À l'opposé, la version de Leterrier semble d'abord capitaliser sur les aspects les plus monstrueux de Hulk. Le choix de l'acteur est diamétralement opposé : Edward Norton possède un physique plutôt frêle, qui le dispose plus facilement à se mettre dans la peau d'un nerd. Son casting est également inattendu puisque ce sont habituellement des acteurs peu connus qui incarnent des super-héros (avant de jouer dans The Incredible Hulk, Norton a été nommé deux fois aux Oscars). Là où le personnage de Bana devait gérer les aspects psychologiques de sa personnalité qui l'amenaient à devenir Hulk, Banner interprété par Norton subit la coprésence de Hulk sur un plan uniquement physique. Ce n'est plus la colère seule qui peut le mener à la transformation, mais la simple accélération de son rythme cardiaque, qui se produit lors de tout type d'effort physique. Le personnage ne cherche pas dans cette version du récit à se réconcilier avec son passé, mais à contrôler les excès du corps : la notion de trauma est balayée, au moins comme cause de la mutation. Banner porte également une montre indiquant son rythme cardiaque, qui émet des sons stridents lorsque l'état limite est atteint. En termes de représentation, cela resitue Hulk du côté d'autres récits similaires que nous avons commentés dans notre chapitre consacré au film d'action (Wesley dans Wanted, Jason Statham dans Crank), où un organe (le cœur, en l'occurrence) se substitue à l'ensemble du corps. Ici, ce rapprochement n'est que temporaire, car une fois transformé, le cœur de Hulk ne possède plus d'importance particulière. Parallèlement, le registre dans lequel le film se situe relève beaucoup moins du cartoon que le film d'Ang Lee. Hulk prend une couleur verte plus sombre, qui semble salie. Sa transformation s'accompagne de cris de bête ; dans les premières scènes, seuls ces sons sont audibles, alors que la silhouette de Hulk est seulement entraperçue. Tous ces éléments contribuent à positionner le genre du film du côté du cinéma d'horreur881. La forme même de Hulk est plus instable, au fil des expériences dont Banner est l'objet.

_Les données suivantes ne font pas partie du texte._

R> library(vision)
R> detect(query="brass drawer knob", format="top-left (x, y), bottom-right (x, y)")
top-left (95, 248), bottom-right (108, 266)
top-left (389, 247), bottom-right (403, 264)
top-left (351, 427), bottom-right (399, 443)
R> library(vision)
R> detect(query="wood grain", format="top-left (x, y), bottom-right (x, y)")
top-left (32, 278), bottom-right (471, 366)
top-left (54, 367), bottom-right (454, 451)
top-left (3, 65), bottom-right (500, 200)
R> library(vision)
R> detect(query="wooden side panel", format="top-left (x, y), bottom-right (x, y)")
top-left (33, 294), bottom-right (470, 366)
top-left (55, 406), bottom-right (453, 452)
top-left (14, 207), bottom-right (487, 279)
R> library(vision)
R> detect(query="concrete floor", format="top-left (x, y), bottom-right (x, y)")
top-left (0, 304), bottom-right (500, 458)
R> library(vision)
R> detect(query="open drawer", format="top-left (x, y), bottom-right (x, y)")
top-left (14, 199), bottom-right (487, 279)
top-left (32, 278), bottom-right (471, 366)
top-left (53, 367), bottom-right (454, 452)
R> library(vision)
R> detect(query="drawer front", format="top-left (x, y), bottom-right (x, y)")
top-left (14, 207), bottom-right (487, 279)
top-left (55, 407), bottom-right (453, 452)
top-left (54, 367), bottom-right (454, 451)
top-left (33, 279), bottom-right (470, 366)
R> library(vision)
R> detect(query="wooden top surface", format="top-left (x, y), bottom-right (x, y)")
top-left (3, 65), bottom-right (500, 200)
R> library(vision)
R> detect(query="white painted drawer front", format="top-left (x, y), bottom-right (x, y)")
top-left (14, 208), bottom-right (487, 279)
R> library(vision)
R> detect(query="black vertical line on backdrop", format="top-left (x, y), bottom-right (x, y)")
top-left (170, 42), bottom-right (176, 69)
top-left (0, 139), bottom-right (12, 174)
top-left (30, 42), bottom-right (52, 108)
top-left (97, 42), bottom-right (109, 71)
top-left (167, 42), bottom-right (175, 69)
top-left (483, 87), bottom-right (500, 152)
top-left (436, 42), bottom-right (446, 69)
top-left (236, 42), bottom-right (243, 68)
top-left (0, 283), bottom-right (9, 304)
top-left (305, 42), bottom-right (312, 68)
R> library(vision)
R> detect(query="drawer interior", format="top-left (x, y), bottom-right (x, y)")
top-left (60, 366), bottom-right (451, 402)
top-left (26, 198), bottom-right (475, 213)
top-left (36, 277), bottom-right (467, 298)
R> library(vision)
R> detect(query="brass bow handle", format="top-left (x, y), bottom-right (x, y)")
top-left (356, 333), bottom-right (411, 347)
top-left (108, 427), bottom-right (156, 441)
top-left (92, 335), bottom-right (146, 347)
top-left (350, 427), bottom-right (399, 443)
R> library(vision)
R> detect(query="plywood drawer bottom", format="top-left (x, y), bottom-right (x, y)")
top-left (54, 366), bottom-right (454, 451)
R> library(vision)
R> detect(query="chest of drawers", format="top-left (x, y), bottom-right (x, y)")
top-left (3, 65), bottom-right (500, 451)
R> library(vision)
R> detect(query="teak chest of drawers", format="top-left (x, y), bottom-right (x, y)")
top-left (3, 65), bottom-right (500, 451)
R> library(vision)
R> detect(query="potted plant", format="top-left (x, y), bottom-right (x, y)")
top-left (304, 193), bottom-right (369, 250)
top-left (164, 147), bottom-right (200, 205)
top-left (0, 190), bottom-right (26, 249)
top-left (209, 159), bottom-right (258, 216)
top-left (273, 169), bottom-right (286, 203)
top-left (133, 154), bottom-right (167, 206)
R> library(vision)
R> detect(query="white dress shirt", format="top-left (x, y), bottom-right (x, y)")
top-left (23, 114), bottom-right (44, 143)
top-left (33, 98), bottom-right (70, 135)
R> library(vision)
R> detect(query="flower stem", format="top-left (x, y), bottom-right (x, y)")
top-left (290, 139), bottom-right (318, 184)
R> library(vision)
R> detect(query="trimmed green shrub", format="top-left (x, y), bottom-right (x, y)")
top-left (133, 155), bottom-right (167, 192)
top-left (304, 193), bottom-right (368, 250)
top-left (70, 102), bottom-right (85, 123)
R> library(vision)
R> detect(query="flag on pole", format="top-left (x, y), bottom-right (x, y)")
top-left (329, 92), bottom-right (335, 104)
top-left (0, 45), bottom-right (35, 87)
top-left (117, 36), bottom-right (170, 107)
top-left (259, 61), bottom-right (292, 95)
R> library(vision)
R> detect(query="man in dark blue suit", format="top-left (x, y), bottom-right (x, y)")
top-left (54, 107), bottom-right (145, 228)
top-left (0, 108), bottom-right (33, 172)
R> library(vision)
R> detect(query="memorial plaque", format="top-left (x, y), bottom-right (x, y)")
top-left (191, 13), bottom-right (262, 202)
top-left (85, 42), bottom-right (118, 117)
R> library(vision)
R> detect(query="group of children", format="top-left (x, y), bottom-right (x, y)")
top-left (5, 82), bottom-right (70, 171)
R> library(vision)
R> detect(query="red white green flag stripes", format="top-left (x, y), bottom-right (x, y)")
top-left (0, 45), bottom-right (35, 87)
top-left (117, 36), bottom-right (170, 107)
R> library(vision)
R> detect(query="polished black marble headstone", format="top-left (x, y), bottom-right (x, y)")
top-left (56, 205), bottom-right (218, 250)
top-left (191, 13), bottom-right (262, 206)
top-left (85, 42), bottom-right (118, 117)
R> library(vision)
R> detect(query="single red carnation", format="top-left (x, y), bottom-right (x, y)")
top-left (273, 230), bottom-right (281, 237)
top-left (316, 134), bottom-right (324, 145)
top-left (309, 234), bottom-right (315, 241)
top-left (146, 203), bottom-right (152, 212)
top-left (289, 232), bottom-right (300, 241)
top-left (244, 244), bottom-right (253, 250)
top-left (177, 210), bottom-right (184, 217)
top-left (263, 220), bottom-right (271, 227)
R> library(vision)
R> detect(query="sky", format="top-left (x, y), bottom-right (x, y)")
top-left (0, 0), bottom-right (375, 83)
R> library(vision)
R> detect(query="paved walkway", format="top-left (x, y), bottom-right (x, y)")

fig. 124.1 fig. 124.2 fig. 124.3 fig. 124.4 fig. 124.5 fig. 124.6 fig. 124.7 fig. 124.8

fig. 124 : Un aperçu du morphing mis en place dans la version d'Ang Lee.

fig. 125.1 fig. 125.2 fig. 125.3 fig. 125.4

fig. 125 : Aller-retours d'une identité à l'autre dans la version de Leterrier.

Dans une scène précédant le combat final, Banner reçoit l'antidote censé le guérir – à condition qu'il se transforme une dernière fois. L'acteur devient alors Hulk grâce au morphing, mais le corps, combattant des énergies contraires, se déforme, se distend, recule vers son état humain pour revenir à la forme du monstre, avant d'osciller sans cesse entre les deux apparences (fig. 125). Ceci permet de raccorder l'acteur à son avatar, car dans ce cas le lien est moins évident que dans le film d'Ang Lee.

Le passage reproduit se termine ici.